# Massive Donut I cant house...... Anyone Interested?



## Kweli (Jun 2, 2010)

Anyone interested in a massive donut that wont fit my tank?

Its the size of a softball (baseball) when all closed up but this morning its just TOO big for my tank.... My first mistake in the hobby (getting something that is already too big for my tank)

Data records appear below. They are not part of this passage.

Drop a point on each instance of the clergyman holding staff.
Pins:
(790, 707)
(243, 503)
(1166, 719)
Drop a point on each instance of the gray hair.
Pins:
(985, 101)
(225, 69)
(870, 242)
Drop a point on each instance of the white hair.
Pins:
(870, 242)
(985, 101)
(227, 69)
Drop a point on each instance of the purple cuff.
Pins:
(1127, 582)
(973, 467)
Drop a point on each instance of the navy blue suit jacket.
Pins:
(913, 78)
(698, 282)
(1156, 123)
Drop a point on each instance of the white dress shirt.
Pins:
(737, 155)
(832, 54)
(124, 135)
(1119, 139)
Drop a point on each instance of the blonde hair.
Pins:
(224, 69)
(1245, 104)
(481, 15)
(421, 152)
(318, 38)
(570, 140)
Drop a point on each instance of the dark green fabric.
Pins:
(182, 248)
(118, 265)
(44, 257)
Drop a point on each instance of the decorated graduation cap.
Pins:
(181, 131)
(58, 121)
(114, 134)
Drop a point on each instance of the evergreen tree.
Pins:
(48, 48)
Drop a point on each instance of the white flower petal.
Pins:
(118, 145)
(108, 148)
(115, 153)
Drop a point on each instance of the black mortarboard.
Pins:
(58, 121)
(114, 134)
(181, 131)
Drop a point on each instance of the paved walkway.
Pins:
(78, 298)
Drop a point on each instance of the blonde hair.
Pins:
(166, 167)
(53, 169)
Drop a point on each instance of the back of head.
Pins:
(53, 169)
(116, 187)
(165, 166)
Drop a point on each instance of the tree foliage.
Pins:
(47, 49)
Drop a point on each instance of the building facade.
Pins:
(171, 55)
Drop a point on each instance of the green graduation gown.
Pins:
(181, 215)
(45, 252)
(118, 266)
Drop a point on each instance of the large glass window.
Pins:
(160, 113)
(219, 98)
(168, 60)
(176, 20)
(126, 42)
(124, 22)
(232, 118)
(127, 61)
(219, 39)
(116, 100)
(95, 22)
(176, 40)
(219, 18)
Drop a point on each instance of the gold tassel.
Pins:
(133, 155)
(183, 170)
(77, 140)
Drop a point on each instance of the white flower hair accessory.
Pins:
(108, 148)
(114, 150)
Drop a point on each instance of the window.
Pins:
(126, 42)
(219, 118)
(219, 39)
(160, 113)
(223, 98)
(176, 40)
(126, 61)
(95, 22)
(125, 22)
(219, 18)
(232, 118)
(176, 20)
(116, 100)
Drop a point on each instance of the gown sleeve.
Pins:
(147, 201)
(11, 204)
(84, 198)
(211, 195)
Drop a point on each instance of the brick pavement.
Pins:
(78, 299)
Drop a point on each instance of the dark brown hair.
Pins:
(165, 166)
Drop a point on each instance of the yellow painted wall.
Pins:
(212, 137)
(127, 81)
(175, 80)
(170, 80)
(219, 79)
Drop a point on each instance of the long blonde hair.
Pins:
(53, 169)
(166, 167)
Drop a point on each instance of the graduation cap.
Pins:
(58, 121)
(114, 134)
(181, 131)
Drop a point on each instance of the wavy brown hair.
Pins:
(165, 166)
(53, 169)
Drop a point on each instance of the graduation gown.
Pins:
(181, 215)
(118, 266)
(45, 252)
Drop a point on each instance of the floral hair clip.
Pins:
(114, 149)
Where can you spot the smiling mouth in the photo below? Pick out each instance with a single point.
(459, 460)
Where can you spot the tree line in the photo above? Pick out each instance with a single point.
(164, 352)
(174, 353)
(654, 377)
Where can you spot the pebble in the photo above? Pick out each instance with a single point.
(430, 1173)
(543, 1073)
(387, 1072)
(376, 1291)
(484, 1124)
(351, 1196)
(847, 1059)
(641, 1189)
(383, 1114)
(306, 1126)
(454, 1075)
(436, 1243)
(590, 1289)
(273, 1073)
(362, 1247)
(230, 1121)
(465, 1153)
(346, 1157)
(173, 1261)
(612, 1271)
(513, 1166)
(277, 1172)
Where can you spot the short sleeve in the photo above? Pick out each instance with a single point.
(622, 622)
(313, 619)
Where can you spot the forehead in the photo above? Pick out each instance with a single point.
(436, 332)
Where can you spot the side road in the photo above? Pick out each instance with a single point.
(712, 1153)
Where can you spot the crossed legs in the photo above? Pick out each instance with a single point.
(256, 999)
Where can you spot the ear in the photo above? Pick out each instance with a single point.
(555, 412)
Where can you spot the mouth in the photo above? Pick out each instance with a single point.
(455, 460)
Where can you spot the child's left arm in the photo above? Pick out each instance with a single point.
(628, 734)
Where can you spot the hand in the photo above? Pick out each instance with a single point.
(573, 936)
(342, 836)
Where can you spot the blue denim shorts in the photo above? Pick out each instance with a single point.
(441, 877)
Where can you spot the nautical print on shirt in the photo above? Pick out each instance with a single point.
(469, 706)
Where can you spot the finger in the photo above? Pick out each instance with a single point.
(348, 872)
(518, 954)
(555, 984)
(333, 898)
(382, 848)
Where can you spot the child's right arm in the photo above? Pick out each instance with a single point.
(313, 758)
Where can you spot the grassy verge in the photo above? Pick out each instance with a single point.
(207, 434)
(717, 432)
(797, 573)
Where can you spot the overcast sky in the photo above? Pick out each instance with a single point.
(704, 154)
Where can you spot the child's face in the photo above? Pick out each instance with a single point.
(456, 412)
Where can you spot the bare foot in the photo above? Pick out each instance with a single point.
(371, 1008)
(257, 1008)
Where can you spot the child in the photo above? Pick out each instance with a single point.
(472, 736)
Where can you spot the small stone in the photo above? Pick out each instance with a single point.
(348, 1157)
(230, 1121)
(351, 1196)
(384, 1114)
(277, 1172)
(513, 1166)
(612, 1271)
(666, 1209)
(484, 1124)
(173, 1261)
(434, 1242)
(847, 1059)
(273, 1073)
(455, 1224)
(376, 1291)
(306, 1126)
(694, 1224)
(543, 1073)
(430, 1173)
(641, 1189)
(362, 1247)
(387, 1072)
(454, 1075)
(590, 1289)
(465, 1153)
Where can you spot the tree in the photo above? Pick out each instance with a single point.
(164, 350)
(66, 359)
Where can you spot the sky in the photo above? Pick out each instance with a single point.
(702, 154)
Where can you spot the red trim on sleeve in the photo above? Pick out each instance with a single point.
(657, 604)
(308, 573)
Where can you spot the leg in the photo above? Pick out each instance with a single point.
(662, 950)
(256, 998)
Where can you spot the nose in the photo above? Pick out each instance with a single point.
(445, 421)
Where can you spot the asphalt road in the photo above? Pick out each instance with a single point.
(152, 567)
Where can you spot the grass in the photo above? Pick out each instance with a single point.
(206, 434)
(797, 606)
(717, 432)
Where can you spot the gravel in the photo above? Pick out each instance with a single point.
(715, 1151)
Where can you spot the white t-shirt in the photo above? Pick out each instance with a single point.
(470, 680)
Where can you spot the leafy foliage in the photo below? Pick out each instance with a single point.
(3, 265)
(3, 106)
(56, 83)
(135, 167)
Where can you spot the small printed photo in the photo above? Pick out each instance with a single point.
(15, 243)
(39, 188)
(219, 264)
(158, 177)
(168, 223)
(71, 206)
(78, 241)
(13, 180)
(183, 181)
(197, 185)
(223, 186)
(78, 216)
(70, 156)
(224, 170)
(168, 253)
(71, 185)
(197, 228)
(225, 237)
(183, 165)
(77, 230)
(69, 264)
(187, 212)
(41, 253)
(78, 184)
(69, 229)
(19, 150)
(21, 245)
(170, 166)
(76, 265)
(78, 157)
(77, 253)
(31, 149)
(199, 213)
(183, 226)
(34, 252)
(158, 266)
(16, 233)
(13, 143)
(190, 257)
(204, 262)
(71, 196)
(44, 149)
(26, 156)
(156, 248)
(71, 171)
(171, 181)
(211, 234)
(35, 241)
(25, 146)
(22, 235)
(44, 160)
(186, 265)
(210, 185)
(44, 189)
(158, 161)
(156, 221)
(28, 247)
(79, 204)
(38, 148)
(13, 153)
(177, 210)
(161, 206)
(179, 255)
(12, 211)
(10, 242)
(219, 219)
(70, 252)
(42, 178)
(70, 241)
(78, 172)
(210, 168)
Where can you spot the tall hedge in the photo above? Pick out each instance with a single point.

Ill post some pictures up later today when it opens up.. Its brown with neon green outer ring...


----------



## Kweli (Jun 2, 2010)

It would be about 7-8 inches if it had space... lights just came on 30 minutes ago in this picture


----------



## kolbaso (Mar 24, 2010)

Hey man i have the room for it. Send me a PM i live in the area.


----------



## dl88dl (Mar 8, 2010)

How much are you asking?
BTW, where abouts are you located?


----------



## Kweli (Jun 2, 2010)

Live in the 427 & 401 area......

Looking for offers...


----------



## KeMo (Sep 3, 2010)

Id frag that thing out. Spread the colony .


----------



## Kweli (Jun 2, 2010)

Havent gotten into fragging yet... the base of this thing is pretty heavy... i cant even imagine what type of tool would be needed to cut this in half


----------



## TBemba (Jan 11, 2010)

Kweli said:


> Havent gotten into fragging yet... the base of this thing is pretty heavy... i cant even imagine what type of tool would be needed to cut this in half


Just a big hammer and an attitude 

wonder if you took it to your local market if you could get the butcher to slice some up ? like a deli


----------